Cloud Dataproc is a fast, easy-to-use, fully-managed cloud service for running Apache Spark and Apache Hadoop clusters in a simpler, more cost-efficient way. Operations that used to take hours or days take seconds or minutes instead. Create Cloud Dataproc clusters quickly and resize them at any time, so you don't have to worry about your data pipelines outgrowing your clusters.

This lab shows you how to use gcloud on the Google Cloud to create a Google Cloud Dataproc cluster, run a simple Apache Spark job in the cluster, then modify the number of workers in the cluster.

Create a cluster

In Cloud Shell, run the following command to set the Region:

gcloud config set dataproc/region global

Run the following command to create a cluster called example-cluster with default Cloud Dataproc settings:

gcloud dataproc clusters create example-cluster

If asked to confirm a zone for you cluster. Enter Y.

Your cluster will build for a couple of minutes.

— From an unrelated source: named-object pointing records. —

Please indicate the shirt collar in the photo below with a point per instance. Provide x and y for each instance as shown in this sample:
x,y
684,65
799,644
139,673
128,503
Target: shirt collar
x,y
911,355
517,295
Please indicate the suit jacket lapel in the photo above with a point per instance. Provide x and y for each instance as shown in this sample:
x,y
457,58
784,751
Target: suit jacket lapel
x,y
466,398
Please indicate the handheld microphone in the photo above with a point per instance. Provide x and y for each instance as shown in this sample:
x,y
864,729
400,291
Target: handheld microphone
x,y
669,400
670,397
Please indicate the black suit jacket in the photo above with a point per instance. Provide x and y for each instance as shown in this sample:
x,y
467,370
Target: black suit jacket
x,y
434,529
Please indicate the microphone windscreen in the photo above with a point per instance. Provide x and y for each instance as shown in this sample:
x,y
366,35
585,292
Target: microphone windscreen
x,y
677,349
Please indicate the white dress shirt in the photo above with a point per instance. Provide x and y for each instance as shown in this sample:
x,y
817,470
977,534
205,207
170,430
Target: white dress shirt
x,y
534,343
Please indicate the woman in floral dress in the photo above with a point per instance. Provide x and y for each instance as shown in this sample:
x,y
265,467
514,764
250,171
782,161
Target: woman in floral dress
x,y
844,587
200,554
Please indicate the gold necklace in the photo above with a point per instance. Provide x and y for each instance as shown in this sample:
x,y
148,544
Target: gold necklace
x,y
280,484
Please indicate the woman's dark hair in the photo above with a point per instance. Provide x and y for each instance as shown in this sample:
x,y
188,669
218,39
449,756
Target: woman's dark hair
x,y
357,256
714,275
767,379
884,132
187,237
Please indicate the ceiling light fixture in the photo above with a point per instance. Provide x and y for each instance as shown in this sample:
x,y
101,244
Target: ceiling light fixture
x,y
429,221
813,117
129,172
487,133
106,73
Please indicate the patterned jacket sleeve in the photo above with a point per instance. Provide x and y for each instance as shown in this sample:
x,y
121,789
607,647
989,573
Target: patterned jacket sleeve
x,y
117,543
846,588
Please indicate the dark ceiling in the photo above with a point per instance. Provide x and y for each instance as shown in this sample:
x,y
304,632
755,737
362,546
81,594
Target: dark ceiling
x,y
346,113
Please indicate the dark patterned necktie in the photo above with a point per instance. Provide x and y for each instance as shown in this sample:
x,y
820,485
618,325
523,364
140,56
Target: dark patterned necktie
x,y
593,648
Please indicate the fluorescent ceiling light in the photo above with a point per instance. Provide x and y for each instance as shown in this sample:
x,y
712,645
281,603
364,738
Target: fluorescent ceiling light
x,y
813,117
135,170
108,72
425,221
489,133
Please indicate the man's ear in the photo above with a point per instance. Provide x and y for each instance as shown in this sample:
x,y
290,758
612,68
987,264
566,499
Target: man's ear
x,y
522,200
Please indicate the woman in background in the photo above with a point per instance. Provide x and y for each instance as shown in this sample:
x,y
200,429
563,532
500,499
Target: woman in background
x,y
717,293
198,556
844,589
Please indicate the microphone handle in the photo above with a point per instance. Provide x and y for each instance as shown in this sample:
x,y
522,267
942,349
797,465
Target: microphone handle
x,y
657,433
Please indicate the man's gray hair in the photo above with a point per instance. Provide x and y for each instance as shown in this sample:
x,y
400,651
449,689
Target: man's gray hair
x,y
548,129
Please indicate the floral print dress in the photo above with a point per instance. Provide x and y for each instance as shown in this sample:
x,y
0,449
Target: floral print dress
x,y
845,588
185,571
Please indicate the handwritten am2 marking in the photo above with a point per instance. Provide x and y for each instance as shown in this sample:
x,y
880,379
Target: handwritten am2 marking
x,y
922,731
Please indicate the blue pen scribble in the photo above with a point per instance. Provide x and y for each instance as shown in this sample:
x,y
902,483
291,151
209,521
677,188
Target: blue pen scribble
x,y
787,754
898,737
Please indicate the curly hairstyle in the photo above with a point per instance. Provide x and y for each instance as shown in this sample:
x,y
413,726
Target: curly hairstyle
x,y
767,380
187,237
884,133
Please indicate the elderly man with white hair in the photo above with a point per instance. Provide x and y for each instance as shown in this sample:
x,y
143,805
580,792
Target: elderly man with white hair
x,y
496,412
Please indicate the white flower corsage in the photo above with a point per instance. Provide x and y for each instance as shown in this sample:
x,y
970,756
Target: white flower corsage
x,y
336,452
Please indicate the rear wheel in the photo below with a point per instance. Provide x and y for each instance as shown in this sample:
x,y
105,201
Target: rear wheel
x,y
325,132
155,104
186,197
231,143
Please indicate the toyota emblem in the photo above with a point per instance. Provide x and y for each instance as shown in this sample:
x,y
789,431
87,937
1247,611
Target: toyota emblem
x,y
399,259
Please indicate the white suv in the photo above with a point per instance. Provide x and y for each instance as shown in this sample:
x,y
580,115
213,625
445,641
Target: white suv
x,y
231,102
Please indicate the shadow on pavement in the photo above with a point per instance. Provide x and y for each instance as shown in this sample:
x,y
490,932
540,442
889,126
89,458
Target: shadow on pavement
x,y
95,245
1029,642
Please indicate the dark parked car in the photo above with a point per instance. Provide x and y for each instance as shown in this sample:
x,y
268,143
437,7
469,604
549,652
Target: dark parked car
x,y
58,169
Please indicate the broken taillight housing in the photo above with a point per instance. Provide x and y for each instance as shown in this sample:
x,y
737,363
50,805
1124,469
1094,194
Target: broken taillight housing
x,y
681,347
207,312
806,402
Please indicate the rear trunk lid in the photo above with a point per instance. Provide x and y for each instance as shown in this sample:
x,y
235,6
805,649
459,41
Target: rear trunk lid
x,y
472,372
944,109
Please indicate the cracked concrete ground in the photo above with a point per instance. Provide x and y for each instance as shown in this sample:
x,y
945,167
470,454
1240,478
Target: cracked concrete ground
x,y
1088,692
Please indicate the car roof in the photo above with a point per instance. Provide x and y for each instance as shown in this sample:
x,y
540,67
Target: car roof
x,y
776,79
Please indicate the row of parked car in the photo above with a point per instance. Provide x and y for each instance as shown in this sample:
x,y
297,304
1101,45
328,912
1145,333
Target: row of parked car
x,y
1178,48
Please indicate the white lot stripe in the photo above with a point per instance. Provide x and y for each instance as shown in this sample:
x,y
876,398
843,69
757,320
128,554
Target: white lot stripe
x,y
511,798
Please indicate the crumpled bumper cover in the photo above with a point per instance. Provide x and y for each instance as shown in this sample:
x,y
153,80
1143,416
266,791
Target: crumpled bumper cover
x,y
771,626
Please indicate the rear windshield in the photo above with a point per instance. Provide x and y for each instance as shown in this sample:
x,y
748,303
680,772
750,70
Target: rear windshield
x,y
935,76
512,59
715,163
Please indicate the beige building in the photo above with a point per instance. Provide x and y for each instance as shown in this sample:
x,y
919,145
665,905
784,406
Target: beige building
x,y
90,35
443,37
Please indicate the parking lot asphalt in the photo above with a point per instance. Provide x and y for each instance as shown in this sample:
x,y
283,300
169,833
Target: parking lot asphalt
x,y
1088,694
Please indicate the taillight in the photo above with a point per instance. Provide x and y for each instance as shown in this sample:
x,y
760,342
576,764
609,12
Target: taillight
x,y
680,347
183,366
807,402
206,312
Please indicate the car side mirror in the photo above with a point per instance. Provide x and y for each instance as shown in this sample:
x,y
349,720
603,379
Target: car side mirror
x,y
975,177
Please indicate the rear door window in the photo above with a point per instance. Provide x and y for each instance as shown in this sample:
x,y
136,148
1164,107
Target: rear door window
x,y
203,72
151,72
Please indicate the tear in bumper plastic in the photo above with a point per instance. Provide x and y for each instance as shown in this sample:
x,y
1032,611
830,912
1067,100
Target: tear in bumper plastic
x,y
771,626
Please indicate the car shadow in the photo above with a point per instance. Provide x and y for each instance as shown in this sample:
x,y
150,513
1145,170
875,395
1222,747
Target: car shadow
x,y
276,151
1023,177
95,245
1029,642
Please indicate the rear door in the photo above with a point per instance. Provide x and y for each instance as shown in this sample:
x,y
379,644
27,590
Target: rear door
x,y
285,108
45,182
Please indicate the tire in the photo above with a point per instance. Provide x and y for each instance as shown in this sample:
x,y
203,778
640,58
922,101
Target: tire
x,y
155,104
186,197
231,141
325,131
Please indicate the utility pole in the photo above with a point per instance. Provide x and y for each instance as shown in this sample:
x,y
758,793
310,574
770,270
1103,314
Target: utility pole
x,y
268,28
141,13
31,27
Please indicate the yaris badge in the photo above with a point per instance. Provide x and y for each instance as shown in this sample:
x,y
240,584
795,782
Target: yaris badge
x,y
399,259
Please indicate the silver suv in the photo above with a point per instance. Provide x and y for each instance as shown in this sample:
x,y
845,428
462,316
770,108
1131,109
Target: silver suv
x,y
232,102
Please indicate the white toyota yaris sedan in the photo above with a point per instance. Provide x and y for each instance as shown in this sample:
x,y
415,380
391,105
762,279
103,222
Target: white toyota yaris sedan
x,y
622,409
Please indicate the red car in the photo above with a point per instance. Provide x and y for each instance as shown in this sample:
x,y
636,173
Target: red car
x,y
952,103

Waiting for cluster creation operation...done.
Created [... example-cluster]

When you see a "Created" message, you're ready to move on.

Submit a job

Run this command to submit a sample Spark job that calculates a rough value for pi:

gcloud dataproc jobs submit spark --cluster example-cluster \\
  --class org.apache.spark.examples.SparkPi \\
  --jars file:///usr/lib/spark/examples/jars/spark-examples.jar -- 1000

The command specifies:

That you want to run a spark job on the example-cluster cluster
The class containing the main method for the job's pi-calculating application
The location of the jar file containing your job's code
The parameters you want to pass to the job—in this case, the number of tasks, which is 1000

Parameters passed to the job must follow a double dash (--). See the gcloud documentation for more information.